Frogs for the Cure has raised more than $250,000.
“Frogs for the Cure gives me a way to deal with a difficult personal challenge by building a movement to inspire, encourage and support those who follow in my footsteps,” Louden says. “I am so proud that we are celebrating our 10-year anniversary during this academic year. We have taken it big with the music video and our football team’s victory at our Frogs for the Cure blackout football game Nov. 8. That victory over Kansas State clinched a Peach Bowl invitation and our subsequent win over Ole Miss, Dec. 31.
“Now we prepare for the second decade in the breast cancer fight with the entire university community behind us.”
What drew you to the health care field?
I have long been engaged in supporting the health care concerns of women and children. But, my breast cancer diagnosis in 2006 catapulted me without warning into another side of health care – being the patient. I was thrown into a club I never intended to join – recruited with no chance to decline the invitation.
What was your biggest inspiration?
First were the survivors, who had already been through what I was beginning to experience: the shock of the words, “You have cancer,” the conflicting emotions, the loss of control, the searching for a community who could understand and the initial sheer terror of facing your own mortality. Their stories, their courage, their surrender to the bad news with determination to keep pushing for their own good health and their practical advice and support were both bolstering and inspiring.
Second were the health care providers – doctors, nurses, technicians, receptionists, telephone answerers, door openers and car parkers. Their expertise, skill, concern, knowledge, awareness of where I was and what I needed was both lifesaving and life affirming. After my diagnosis I kept a gratitude journal to record the blessings I encountered. Almost every entry was a reflection on the unexpected generosity of people I had never known.

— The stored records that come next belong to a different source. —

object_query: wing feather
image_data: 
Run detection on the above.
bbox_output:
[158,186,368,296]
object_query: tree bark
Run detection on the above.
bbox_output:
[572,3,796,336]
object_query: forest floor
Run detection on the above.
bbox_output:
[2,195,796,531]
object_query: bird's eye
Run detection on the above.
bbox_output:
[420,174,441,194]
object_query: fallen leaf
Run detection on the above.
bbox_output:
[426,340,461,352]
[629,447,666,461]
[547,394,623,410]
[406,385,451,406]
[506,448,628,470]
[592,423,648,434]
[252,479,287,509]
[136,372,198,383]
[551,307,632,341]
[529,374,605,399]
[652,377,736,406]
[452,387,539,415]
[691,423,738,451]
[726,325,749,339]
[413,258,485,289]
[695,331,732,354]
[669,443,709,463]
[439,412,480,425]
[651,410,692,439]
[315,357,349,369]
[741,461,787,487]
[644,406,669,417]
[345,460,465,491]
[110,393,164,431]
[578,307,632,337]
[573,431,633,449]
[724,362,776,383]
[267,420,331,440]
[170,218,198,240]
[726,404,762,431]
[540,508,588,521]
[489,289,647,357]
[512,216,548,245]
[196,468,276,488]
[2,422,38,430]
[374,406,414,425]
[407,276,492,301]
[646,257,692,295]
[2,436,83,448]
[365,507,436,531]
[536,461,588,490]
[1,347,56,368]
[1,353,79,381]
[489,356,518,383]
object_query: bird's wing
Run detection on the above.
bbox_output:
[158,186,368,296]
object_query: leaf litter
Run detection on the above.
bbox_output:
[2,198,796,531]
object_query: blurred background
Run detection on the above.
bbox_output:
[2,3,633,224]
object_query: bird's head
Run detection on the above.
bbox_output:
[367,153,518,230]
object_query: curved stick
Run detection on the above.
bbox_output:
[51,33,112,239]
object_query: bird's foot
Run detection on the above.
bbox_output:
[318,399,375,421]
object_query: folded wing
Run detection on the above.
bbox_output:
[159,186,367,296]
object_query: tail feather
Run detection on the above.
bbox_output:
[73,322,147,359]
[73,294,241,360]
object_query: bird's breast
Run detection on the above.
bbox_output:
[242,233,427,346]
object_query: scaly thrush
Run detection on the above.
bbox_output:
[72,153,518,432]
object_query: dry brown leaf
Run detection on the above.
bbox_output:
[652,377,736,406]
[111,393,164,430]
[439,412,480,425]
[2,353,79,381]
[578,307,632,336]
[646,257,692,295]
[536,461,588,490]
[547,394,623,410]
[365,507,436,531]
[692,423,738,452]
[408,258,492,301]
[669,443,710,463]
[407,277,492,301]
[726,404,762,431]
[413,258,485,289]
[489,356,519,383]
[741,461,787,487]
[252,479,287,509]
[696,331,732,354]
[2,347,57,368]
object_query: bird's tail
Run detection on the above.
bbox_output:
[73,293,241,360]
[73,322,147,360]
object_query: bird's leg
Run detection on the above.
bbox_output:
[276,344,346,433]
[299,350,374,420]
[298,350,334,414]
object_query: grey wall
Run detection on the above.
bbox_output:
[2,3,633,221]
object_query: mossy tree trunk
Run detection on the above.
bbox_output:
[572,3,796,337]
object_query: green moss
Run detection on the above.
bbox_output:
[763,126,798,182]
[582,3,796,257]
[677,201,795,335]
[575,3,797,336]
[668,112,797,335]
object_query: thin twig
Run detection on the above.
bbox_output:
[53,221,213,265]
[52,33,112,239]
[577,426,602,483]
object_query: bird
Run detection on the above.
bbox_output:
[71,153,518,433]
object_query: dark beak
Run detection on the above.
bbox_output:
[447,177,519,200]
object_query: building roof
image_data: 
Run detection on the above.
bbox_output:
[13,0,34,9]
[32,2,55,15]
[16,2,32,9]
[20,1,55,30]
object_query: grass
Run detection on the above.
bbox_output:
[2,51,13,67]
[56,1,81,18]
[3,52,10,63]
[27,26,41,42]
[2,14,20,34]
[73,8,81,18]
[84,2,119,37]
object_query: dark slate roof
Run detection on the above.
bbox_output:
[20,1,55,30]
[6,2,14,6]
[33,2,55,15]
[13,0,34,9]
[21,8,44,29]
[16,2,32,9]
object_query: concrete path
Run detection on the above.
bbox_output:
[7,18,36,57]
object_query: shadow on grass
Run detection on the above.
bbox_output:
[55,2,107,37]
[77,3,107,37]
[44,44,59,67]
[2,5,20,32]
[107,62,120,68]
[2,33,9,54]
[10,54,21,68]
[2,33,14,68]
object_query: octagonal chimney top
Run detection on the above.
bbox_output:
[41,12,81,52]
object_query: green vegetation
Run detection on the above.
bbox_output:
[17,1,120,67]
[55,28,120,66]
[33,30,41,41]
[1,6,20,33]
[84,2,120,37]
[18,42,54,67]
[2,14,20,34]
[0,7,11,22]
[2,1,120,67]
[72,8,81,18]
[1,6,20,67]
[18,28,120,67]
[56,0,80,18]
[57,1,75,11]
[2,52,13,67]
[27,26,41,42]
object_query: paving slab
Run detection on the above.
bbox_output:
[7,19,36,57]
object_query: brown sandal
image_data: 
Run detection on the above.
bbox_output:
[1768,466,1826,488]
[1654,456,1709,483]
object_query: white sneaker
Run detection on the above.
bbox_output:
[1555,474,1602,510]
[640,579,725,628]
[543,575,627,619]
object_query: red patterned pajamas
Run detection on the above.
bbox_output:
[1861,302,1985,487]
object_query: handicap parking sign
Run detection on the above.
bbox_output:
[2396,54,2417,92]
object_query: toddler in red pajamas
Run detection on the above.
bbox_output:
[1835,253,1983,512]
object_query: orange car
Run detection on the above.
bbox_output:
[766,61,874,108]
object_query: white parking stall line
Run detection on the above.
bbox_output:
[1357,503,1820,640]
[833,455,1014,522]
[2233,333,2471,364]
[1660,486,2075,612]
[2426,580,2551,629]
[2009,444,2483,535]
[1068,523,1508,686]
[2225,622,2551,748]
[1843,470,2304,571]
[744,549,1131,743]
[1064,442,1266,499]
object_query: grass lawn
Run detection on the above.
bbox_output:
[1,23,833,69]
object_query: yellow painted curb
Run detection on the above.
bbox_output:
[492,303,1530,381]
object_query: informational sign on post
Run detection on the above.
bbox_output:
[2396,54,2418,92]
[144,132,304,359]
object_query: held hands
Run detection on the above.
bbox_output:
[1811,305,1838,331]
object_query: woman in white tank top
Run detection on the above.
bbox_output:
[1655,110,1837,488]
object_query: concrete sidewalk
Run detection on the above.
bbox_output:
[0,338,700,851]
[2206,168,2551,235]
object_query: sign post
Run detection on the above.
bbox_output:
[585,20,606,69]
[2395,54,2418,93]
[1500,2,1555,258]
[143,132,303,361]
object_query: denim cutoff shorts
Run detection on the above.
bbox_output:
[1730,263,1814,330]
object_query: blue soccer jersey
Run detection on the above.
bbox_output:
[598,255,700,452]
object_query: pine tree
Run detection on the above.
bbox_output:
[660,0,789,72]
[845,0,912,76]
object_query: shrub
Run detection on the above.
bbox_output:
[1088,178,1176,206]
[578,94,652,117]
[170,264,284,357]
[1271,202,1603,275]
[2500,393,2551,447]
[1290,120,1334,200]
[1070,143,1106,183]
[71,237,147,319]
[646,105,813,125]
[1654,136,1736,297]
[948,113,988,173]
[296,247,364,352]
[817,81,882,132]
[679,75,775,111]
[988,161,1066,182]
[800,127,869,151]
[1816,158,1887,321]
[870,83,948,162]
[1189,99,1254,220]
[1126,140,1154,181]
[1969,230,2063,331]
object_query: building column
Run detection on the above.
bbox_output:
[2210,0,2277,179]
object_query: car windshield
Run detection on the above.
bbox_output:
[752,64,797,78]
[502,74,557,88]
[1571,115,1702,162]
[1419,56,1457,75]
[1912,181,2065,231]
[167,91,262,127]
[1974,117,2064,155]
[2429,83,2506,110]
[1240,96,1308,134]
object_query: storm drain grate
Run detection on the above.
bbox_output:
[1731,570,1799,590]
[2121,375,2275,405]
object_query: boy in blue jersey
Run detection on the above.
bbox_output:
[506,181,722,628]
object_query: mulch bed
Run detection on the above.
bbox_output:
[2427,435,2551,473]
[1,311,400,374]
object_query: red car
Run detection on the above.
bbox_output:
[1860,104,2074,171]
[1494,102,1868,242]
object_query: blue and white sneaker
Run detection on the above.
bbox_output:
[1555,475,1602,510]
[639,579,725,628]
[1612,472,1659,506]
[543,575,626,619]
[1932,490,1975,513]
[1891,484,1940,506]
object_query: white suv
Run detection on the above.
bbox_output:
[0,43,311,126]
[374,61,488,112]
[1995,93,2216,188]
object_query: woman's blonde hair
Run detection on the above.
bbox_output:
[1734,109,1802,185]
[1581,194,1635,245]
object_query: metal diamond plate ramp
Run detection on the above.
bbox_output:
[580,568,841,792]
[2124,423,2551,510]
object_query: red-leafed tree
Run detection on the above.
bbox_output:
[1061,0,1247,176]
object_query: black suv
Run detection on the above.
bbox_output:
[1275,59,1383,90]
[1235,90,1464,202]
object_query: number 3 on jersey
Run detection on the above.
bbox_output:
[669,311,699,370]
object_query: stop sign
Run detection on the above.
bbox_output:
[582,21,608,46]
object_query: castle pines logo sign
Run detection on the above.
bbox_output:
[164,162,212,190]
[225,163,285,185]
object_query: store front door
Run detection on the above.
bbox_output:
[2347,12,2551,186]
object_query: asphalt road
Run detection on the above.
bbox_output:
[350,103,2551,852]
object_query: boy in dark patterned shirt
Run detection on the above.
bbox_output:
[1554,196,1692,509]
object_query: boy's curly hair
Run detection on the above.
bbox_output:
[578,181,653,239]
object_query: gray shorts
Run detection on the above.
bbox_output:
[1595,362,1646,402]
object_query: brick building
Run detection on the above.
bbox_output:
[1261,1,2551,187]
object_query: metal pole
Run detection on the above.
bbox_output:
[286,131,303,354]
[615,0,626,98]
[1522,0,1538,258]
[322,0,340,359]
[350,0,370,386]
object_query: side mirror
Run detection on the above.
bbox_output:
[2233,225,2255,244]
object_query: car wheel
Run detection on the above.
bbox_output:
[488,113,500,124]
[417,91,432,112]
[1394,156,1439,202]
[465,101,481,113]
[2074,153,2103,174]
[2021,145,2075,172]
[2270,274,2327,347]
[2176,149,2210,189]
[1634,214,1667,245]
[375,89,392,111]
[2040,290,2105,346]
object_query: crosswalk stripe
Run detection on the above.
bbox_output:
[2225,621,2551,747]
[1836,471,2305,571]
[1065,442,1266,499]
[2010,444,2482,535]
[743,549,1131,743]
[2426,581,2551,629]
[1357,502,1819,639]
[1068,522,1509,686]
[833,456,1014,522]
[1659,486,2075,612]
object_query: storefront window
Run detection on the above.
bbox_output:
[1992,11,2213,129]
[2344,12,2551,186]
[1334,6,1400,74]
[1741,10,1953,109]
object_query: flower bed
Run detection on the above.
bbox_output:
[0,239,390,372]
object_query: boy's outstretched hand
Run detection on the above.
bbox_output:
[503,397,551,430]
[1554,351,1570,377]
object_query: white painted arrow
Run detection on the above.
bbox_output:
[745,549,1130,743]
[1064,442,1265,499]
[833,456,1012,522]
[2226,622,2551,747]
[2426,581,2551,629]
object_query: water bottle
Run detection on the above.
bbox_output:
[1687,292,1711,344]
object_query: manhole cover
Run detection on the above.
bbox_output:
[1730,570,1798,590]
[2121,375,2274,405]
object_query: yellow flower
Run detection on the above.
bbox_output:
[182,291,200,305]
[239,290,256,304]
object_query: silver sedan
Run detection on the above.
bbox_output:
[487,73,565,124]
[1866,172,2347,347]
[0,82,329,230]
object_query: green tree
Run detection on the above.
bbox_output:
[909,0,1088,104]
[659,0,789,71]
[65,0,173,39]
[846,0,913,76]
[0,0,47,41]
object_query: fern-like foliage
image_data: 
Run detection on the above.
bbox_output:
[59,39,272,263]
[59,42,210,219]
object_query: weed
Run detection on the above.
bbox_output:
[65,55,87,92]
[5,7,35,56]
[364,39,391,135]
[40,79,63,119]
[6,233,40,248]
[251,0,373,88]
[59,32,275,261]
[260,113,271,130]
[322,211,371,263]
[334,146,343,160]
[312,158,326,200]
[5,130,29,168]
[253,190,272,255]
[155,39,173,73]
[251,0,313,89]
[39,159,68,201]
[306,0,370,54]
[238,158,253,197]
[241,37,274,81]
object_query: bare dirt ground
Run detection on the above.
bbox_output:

Third was the TCU community. The year before I was diagnosed, TCU’s athletics marketing staff created Frogs for the Cure to support the work of Susan G. Komen for the Cure. In that first year, TCU pioneered the first-ever pink-out football game, a tradition that has taken off with not just college teams, but professional and high school teams of all types.
What is your best advice for people getting into health care?
My deepest hope is that those who seek careers in the health professions embrace being connectors. It’s no surprise that nurse navigators are so highly prized. Patients in distress need people around them who first, see them as individuals and care for their overall wellbeing. Personal connection builds trust and fosters communication and ultimately can significantly impact healing.
If you could change one thing that would improve health care for everyone, what would it be?
The health care industry sorely needs greater collaboration between payers and providers in all fields of medicine. The greatest frustration is the battle between physicians who recommend treatment plans and insurance companies that are unwilling to authorize and cover those plans. In many cases there is no agreement on what treatment is required, and the ultimate loser is the patient.